One can sometimes see long forms of adjectives for feminine singular adjectives in nominative and accusative (-ая, -ую endings), neuter singular and all plurals in the nominative (-еє, -ії), in songs, poetry or folkloric texts. These endings are no longer in use in contemporary standard Ukrainian, but they are very useful if you're short of a syllable when writing poetry! Note how, in the text below, long forms are used in the first line, and short forms in the second, to fit in with the metre:
|Чорнії брови, карії очі,
Темні, як нічка, ясні як день...
|O dusky brows, o sable eyes,
Dark as the night, bright as the day ...
|(Слова: Костянтин Думитрашко, 1854 р.)||(Popular song, lyrics by
Kostiantyn Dumytrashko, 1854)
There are a couple of constructions in which adjectives take on a life of their own, and do not agree completely with the noun(s) they refer to.
- When a plural subject has been formed by merging two or more identical singular nouns, the adjectives describing that plural subject remain in the singular. For example, the phrase українська мова та англійська мова (the Ukrainian language and the English language) contains redundancy, so the two instances of мова are merged into a plural noun (with the adjectives remaining in the singular).

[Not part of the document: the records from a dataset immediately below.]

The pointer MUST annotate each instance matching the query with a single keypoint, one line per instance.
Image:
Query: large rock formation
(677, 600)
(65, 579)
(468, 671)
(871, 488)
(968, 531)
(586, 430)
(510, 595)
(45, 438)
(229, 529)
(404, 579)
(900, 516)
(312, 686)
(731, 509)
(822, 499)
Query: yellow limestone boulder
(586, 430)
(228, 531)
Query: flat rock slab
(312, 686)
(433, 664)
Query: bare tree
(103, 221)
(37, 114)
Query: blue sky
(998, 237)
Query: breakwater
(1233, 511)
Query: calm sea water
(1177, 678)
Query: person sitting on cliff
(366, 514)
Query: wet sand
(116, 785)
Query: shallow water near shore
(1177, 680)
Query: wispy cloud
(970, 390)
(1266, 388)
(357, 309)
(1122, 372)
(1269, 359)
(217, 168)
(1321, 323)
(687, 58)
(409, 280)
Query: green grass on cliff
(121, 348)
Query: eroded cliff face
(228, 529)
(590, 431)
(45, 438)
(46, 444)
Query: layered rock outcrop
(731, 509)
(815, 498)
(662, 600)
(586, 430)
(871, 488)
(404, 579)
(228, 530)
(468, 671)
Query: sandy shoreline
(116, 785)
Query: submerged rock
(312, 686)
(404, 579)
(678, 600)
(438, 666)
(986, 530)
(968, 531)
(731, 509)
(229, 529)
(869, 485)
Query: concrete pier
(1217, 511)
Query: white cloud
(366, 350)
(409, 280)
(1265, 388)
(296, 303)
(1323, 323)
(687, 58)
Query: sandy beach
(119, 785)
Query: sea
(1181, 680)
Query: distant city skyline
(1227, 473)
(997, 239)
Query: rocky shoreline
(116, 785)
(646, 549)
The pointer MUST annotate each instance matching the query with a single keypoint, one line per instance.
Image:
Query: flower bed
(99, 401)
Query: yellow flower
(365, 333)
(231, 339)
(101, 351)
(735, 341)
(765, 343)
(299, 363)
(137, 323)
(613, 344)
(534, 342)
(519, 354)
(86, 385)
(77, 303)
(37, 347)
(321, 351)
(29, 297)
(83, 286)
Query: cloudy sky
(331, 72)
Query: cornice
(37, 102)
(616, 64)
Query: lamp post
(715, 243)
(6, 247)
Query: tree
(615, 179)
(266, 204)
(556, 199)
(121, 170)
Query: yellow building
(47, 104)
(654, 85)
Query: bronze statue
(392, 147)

|українська та англійська мови||the Ukrainian and English languages|
|Він володіє українською та англійською мовами.||He knows (the) Ukrainian and English (languages).|
- When an adjective is used in apposition to the subject, referring to the subject after verbs such as "be", "become" etc., it is used in the instrumental.
|Цьогорічна конференція може бути останньою.||This year's conference may be the last.|
|Коли будемо мати багато грошей, тоді (ми) станемо щасливими!||When we have a lot of money, then we will (become) happy!|
As should be clear by now, many adjectives are derived from nouns. When trying to identify these in a text, it is always useful to remember that consonants may change, for example, к may become ч (рік – річний; вовк – вовчий).
Compound adjectives may be formed from a variety of components, as shown below. An adjective is usually hyphenated when its two components remain distinct in spite of being integrated into one word.
- two adjectives describing separate components or characteristics:
|історико-археологічний||historical and archaeological|
- two adjectives combining to denote one characteristic:
|жовтогарячий||orange (literally fiery yellow)|
- noun + adjective, or noun + participle:
|серпоподібний||like a sickle, sickle-shaped|
- adjective + another derived from a noun:
- adverb + adjective:
|важкозрозумілий||difficult to understand|
- numeral + adjective or adjective derived from noun
- pronoun + adjective
N.B. As can be seen from the above examples, English renderings of compound adjectives will vary considerable depending on the components of the adjective and the context. Translating these into English by means of hyphenated compound adjectives may not be the most appropriate rendering.